I am writing test spec for access rights into my controller, I used action filters for this purpose:

• If the user is allowed to access, go into the controller's action code
• If the user is not allowed to access, he will get a RoutingError instead

So in case of expecting it '}.to raise_error(RoutingError)' it is clear, I get what I am expecting to. But in the other case, I wrote it as '}.not_to raise_error(RoutingError)' I got a lot of deprecation message. Then if I leave only not_to raise_error without specific error, it will attempt to go through the controller's action to detect for any other error, whether params not found, or query failure, etc.

It is realy annoying because for testing the correctness of controller's action, I have other tests for them already. So why I can't get the opposite of not_to be something here? Why it must be any error?

It is similar to the situation when you test the output equals to a number, or not that number, or any other number? If I want to test it 'not that number' I must be able to do it, you can't say that you prefer it is to be 'any number' for a broader use cases or coding practice. This is such a very ambiguous practice to be applied to everyone.

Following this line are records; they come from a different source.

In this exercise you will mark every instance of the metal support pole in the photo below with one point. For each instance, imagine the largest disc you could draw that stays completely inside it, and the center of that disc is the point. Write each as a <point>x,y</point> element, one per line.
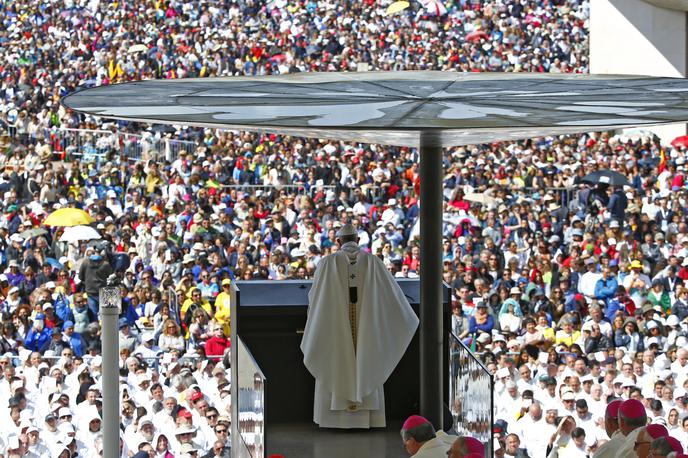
<point>431,207</point>
<point>110,301</point>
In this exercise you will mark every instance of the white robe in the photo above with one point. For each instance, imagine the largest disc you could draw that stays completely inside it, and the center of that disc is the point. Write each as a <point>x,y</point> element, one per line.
<point>349,383</point>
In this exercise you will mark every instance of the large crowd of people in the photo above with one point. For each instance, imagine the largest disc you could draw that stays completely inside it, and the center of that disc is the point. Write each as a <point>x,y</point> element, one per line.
<point>573,293</point>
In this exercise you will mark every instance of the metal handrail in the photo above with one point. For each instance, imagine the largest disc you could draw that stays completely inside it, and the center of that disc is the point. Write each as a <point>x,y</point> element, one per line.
<point>483,421</point>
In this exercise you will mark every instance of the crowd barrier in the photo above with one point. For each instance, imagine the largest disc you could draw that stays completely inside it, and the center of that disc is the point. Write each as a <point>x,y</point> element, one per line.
<point>91,145</point>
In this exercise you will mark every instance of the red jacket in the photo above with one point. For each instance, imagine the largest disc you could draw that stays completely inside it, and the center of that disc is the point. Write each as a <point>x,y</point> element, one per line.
<point>215,347</point>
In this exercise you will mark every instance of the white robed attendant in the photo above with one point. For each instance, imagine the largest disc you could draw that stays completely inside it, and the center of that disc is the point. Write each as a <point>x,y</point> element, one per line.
<point>359,326</point>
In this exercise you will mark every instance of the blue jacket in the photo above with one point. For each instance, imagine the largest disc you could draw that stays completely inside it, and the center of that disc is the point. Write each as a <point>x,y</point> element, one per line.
<point>474,327</point>
<point>621,339</point>
<point>38,341</point>
<point>77,343</point>
<point>606,289</point>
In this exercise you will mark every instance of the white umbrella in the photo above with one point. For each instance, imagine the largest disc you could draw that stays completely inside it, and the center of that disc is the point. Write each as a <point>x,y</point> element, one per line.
<point>79,233</point>
<point>435,7</point>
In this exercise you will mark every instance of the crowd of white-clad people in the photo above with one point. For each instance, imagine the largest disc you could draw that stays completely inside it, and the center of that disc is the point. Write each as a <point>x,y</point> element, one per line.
<point>573,294</point>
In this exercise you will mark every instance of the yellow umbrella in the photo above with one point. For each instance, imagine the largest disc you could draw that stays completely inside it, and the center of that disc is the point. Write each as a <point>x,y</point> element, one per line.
<point>137,48</point>
<point>68,217</point>
<point>396,7</point>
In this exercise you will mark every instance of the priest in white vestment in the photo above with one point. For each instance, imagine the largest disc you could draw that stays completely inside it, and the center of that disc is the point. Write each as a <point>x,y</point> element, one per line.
<point>359,326</point>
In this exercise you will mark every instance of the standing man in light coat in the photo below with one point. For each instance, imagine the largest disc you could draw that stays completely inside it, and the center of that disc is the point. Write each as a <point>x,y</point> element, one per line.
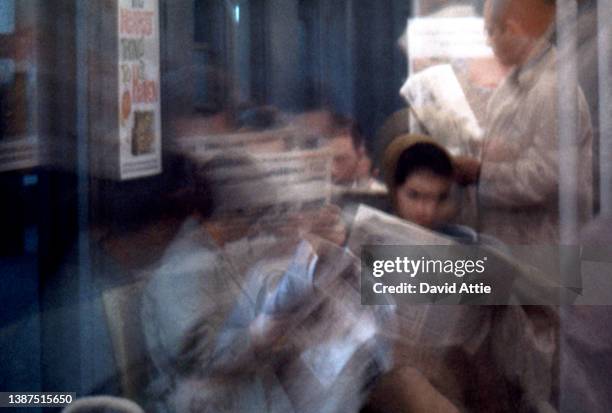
<point>518,174</point>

Please remove that annoying deprecation message.

[myronmarston]

For anyone who still wants a replacement, there's a pretty simple way in RSpec 3.1+ (3.1 is the first release to have define_negated_matcher) to get it back, with an expectation that is much more explicit about what it's doing (and thus, IMO, better than what we had before):

RSpec::Matchers.define_negated_matcher :an_error_other_than, :an_instance_of

RSpec.describe "Using `an_error_other_than` as an argument to `raise_error`" do
  example "passing" do
    expect {
      raise ArgumentError
    }.to raise_error(an_error_other_than(SyntaxError))
  end

  example "failing" do
    expect {
      raise SyntaxError
    }.to raise_error(an_error_other_than(SyntaxError))
  end
end

Running this produces:

Using `an_error_other_than` as an argument to `raise_error`
  failing (FAILED - 1)
  passing

Failures:

  1) Using `an_error_other_than` as an argument to `raise_error` failing
     Failure/Error: expect {
       expected an error other than SyntaxError, got #<SyntaxError: SyntaxError> with backtrace:
         # ./spec/raise_error_spec.rb:12:in `block (3 levels) in <top (required)>'
         # ./spec/raise_error_spec.rb:11:in `block (2 levels) in <top (required)>'
     # ./spec/raise_error_spec.rb:11:in `block (2 levels) in <top (required)>'

Finished in 0.00248 seconds (files took 0.11564 seconds to load)
2 examples, 1 failure

Failed examples:

rspec ./spec/raise_error_spec.rb:10 # Using `an_error_other_than` as an argument to `raise_error` failing

Note that this isn't exactly the same: expect { }.not_to raise_error(SyntaxError) would pass if no error was raised or if any other type of error was raised. However, these two cases are entirely different, and IMO, if you want the former case, then expect { }.not_to raise_error is much better, and for the latter case, this is much more explicit about what it is actually doing.